Most studies of the effectiveness of fish oil for osteoarthritis have been done on animals, but a few studies have also been done in humans.
Animal Studies Offer the Most Evidence
Early evidence of potential effectiveness of fish oil for OA came in a 2011 study published in the journal Osteoarthritis and Cartilage. Researchers at the University of Bristol in the United Kingdom found that in guinea pigs – which spontaneously develop osteoarthritis – a diet rich in omega-3 fatty acids reduced the occurrence of OA in half compared to a standard guinea pig diet.
The scientists found that in guinea pigs fed the diet high in omega-3s, early signs of OA – such as the breakdown of cartilage and the loss of molecules that give cartilage its shock-absorbing properties – were reduced.
Another study published in the Annals of the Rheumatic Diseases in 2014 found that mice with knee OA that ate diets high in saturated fats or omega-6 fatty acids had significant worsening of their OA, while mice given omega-3 supplements had healthier joints.
What Human Studies Show
While these and other studies have established a connection between omega-3 and joint health in several animal species, their authors say more research is needed to determine if the supplements will prevent OA or decrease its severity in people. So far there have been no human studies that have consistently shown benefits of fish oil on cartilage, according to a 2015 literature review published the American Journal of Orthopaedics.
At least one study published since that review suggests that fish oil may help relieve OA symptoms. But that study, too, raises questions.
The multicenter study, published in Annals of the Rheumatic Diseases in January 2016, compared the effects of high-dose fish oil (4.5 g omega-3 fatty acids daily) to a mixture of one-tenth that dose combined with nine parts unrefined sunflower oil in 202 people with knee OA and knee pain. They evaluated patients on pain scores and several other measures – including function, quality of life, use of analgesics and anti-inflammatory drugs – at 3, 6, 12 and 24 months. The researchers then measured the patients’ change in cartilage volume at 24 months.
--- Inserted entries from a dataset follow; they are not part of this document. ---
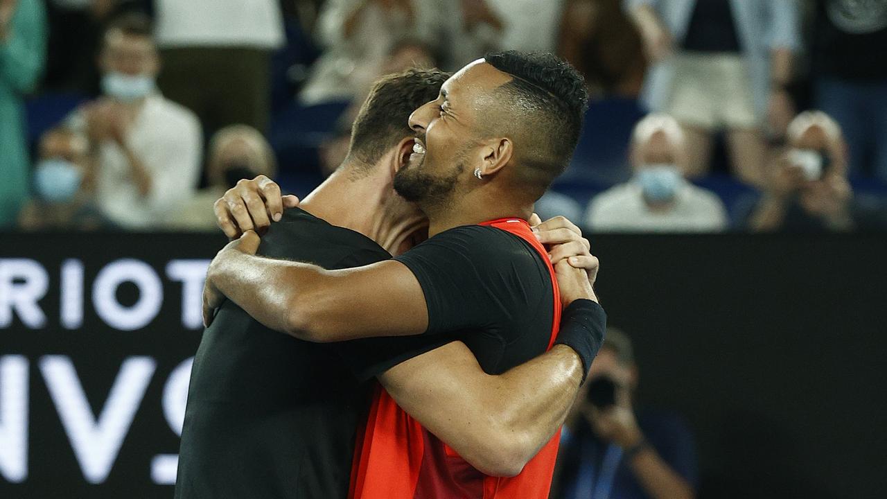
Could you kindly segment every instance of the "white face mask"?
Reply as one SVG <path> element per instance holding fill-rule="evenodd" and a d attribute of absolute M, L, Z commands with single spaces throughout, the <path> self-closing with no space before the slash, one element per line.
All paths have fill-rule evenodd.
<path fill-rule="evenodd" d="M 655 202 L 674 199 L 683 176 L 674 164 L 647 164 L 638 169 L 636 178 L 644 197 Z"/>
<path fill-rule="evenodd" d="M 812 182 L 822 177 L 826 162 L 819 151 L 794 148 L 789 151 L 789 162 L 800 168 L 804 172 L 804 178 Z"/>
<path fill-rule="evenodd" d="M 51 158 L 43 160 L 34 169 L 34 189 L 51 202 L 67 202 L 80 189 L 83 174 L 73 162 Z"/>
<path fill-rule="evenodd" d="M 154 78 L 147 75 L 130 76 L 111 72 L 102 77 L 102 91 L 125 102 L 146 97 L 154 90 Z"/>

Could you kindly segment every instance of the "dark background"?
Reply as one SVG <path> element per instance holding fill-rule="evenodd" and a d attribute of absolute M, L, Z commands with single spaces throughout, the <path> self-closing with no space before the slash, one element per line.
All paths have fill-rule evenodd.
<path fill-rule="evenodd" d="M 177 437 L 161 399 L 170 371 L 193 354 L 200 331 L 181 324 L 177 258 L 208 258 L 223 241 L 169 234 L 4 234 L 0 258 L 39 261 L 51 277 L 43 330 L 14 320 L 0 354 L 30 362 L 28 478 L 2 497 L 171 497 L 150 463 Z M 866 235 L 605 236 L 597 286 L 610 323 L 635 343 L 640 405 L 676 410 L 695 432 L 703 498 L 883 497 L 887 491 L 887 239 Z M 59 325 L 59 267 L 85 265 L 81 329 Z M 161 313 L 115 331 L 91 309 L 98 270 L 120 257 L 154 267 Z M 129 293 L 130 296 L 127 296 Z M 131 303 L 123 285 L 122 303 Z M 107 480 L 85 482 L 37 367 L 72 358 L 93 411 L 121 362 L 150 355 L 157 370 Z"/>

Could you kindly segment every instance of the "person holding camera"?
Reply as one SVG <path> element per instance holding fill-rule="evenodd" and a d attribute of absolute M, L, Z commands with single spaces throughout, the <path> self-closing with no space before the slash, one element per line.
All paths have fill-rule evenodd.
<path fill-rule="evenodd" d="M 561 439 L 553 499 L 695 496 L 693 436 L 674 415 L 636 411 L 632 343 L 608 328 Z"/>
<path fill-rule="evenodd" d="M 821 111 L 806 111 L 789 125 L 788 139 L 770 169 L 750 227 L 757 232 L 854 228 L 847 145 L 840 126 Z"/>

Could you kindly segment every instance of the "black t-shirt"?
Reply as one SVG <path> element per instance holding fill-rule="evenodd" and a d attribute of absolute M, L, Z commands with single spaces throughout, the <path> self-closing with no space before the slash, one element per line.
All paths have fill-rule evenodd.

Although both groups showed symptom improvement, the low-dose fish oil group had greater improvement in pain and function scores compared with the high-dose group. There was no difference between the two groups in cartilage volume loss at two years, suggesting there was no additional benefit of high-dose fish oil compared to low-dose fish oil. The authors say the apparent benefit of the fish-sunflower oil blend over high-dose fish oil for pain and function requires further investigation.
Should You Take Fish Oil?
Despite the popularity of fish oil supplements for arthritis, researchers say there is insufficient evidence at this point to promote their use solely for the purpose of osteoarthritis treatment. “Possible efficacy in laboratory and animal studies has yet to be sufficiently observed and verified in clinical [human] trials,” write the authors of the 2015 review in the American Journal of Orthopaedics. At the same time, the authors say it is impossible to refute the benefits of fish oil as an adjunct to anti-inflammatory therapy.
In short, while the evidence is not great enough to promote fish oil as an OA therapy just yet, if you are taking fish oil to reduce inflammation – for rheumatoid arthritis or cardiovascular health, for example – the supplements could potentially provide the added benefit of protecting your joints from cartilage breakdown or reducing its severity.